As the Marxist economist Michael Roberts has noted, capitalism has been in the grips of a crisis caused by declining profitability since the late 1960s. The 1970s, the decade of de-industrialization and rocketing energy prices, saw a long sickening plunge in corporate profits, while the neoliberal “reforms” of the 1980s saw a brief uptick. With the Asian financial crisis in 1997 and the dot-com bust in 2001, capitalism resumed its downward course. It plunged again in 2007-08 and, thanks to Covid-19, has now gone crashing through the floor.15

Each downward plunge caused the mood in Washington to turn nastier and nastier while convincing disgruntled whites in the hinterlands that the cost of empire is not worth the blood that they had to shed. Deteriorating social conditions among rural whites sparked the anger that provided Trump with his margin of victory in 2016. American society was coming apart at the seams because the constitutional structure was disintegrating with astonishing speed. 

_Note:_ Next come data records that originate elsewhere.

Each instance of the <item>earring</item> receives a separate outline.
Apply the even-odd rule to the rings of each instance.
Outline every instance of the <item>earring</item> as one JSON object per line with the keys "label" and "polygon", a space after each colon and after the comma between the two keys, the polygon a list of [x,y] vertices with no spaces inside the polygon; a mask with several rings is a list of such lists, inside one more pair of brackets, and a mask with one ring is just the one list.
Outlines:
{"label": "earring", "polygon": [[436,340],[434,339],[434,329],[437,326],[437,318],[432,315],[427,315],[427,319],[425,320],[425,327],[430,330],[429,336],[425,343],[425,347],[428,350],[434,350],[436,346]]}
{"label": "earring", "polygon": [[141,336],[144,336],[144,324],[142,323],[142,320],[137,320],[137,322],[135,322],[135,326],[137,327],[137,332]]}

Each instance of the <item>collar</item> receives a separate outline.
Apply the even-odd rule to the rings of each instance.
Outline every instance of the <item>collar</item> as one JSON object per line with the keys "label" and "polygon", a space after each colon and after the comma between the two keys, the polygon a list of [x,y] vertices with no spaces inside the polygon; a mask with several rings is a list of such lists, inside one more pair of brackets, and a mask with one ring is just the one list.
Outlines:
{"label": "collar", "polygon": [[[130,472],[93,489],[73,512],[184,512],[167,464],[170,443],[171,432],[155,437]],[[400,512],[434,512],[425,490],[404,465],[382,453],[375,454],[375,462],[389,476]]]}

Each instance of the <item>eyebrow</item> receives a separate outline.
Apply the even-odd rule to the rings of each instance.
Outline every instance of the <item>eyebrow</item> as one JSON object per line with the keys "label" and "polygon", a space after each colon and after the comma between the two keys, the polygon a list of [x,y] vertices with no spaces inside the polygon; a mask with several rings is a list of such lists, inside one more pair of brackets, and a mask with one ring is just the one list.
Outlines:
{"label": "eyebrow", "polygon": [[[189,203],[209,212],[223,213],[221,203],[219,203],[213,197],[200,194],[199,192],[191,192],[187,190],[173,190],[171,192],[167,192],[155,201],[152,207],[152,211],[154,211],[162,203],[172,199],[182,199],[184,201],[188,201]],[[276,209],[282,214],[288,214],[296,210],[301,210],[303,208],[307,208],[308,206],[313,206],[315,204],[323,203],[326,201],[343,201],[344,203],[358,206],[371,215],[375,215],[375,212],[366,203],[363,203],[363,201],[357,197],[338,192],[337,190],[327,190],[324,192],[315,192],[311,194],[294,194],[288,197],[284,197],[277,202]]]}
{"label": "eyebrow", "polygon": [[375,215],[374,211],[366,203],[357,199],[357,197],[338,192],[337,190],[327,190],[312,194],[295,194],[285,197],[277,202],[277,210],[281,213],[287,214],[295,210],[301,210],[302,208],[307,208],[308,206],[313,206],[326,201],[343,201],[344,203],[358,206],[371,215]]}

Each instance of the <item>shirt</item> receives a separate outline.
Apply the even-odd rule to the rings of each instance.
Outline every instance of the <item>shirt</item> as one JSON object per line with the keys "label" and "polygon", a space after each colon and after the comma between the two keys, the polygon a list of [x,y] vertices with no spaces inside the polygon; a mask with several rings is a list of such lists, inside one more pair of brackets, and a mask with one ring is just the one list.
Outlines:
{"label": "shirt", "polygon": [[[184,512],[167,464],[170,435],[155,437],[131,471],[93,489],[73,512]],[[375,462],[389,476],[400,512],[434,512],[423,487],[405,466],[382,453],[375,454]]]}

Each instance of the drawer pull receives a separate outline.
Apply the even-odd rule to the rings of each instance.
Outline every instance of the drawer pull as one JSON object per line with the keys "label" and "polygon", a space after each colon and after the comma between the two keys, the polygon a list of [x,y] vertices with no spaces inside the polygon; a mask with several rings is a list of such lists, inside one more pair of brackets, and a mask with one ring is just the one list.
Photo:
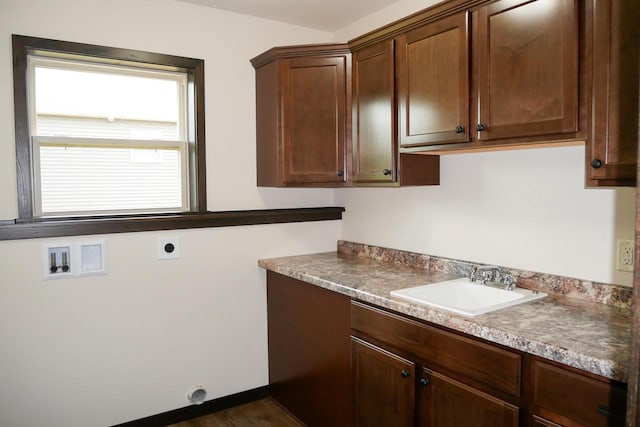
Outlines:
{"label": "drawer pull", "polygon": [[421,385],[421,386],[426,387],[426,386],[428,386],[429,384],[431,384],[431,381],[429,381],[429,378],[422,378],[422,379],[420,379],[420,385]]}
{"label": "drawer pull", "polygon": [[624,415],[615,414],[613,412],[610,412],[609,408],[606,408],[604,406],[599,406],[598,407],[598,414],[602,415],[603,417],[612,418],[614,420],[624,420],[625,419]]}
{"label": "drawer pull", "polygon": [[402,372],[400,372],[400,376],[402,378],[409,378],[409,375],[411,375],[411,372],[407,371],[406,369],[403,369]]}

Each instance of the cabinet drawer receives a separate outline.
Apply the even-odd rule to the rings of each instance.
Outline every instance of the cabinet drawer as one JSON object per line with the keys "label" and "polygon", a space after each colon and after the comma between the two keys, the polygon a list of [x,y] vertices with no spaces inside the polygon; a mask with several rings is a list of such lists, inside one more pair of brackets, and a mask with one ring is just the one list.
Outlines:
{"label": "cabinet drawer", "polygon": [[539,415],[560,424],[567,417],[593,427],[624,425],[624,387],[537,359],[533,378],[533,401]]}
{"label": "cabinet drawer", "polygon": [[521,358],[470,338],[351,302],[351,328],[490,388],[520,395]]}

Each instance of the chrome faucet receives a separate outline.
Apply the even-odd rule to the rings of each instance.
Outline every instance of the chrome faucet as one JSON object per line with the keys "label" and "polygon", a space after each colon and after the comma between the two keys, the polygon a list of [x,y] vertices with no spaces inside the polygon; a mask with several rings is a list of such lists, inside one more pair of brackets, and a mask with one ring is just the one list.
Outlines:
{"label": "chrome faucet", "polygon": [[469,279],[481,285],[499,285],[508,291],[516,288],[516,279],[495,265],[474,265]]}
{"label": "chrome faucet", "polygon": [[472,282],[480,282],[481,285],[486,285],[487,282],[496,282],[496,276],[500,276],[500,267],[495,265],[474,265],[471,270],[471,276],[469,277]]}

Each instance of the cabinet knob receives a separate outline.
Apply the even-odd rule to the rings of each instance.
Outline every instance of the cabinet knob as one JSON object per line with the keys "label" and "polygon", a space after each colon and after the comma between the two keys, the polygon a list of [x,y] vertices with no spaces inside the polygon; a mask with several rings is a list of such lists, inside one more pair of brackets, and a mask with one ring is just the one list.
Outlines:
{"label": "cabinet knob", "polygon": [[460,125],[456,126],[456,133],[462,133],[462,132],[464,132],[464,126],[460,126]]}
{"label": "cabinet knob", "polygon": [[338,171],[338,176],[344,176],[344,171]]}
{"label": "cabinet knob", "polygon": [[382,171],[382,174],[383,174],[383,175],[391,175],[391,170],[390,170],[390,169],[384,169],[384,170]]}
{"label": "cabinet knob", "polygon": [[600,159],[593,159],[591,160],[591,167],[594,169],[599,169],[602,166],[602,160]]}
{"label": "cabinet knob", "polygon": [[400,376],[402,378],[409,378],[409,375],[411,375],[411,372],[407,371],[406,369],[403,369],[402,372],[400,372]]}
{"label": "cabinet knob", "polygon": [[598,414],[600,414],[600,415],[602,415],[603,417],[606,417],[606,418],[611,418],[613,420],[624,422],[624,417],[625,417],[624,414],[613,413],[613,412],[609,411],[609,408],[606,408],[604,406],[599,406],[598,407]]}
{"label": "cabinet knob", "polygon": [[429,378],[420,378],[420,385],[428,386],[429,384],[431,384],[431,381],[429,381]]}
{"label": "cabinet knob", "polygon": [[486,129],[486,128],[484,127],[484,125],[483,125],[482,123],[478,123],[478,124],[476,125],[476,130],[477,130],[478,132],[482,132],[482,131],[484,131],[485,129]]}

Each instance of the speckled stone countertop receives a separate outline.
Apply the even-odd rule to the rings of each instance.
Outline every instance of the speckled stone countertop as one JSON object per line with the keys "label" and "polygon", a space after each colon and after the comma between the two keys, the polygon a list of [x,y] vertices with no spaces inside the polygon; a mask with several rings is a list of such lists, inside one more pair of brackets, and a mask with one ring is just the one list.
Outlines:
{"label": "speckled stone countertop", "polygon": [[470,318],[390,296],[396,289],[468,275],[469,262],[338,242],[336,252],[263,259],[258,264],[417,319],[627,380],[630,288],[506,268],[518,286],[543,289],[549,296]]}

The Declaration of Independence, America’s original founding document, says with regard to life, liberty, and the pursuit of happiness that “whenever any form of government becomes destructive of these ends, it is the right of the people to alter or to abolish it, and to institute new government, laying its foundation on such principles and organizing its powers in such form, as to them shall seem most likely to effect their safety and happiness.” After nearly a century and a half, Americans have arrived right back where they started, i.e. with a government that is undermining their safety and happiness at every turn and which they therefore must replace, not in part but in toto. They can’t do so with eighteenth-century methods— only those of the twenty-first, which is to say with revolutionary socialism.

But that’s a subject for another essay.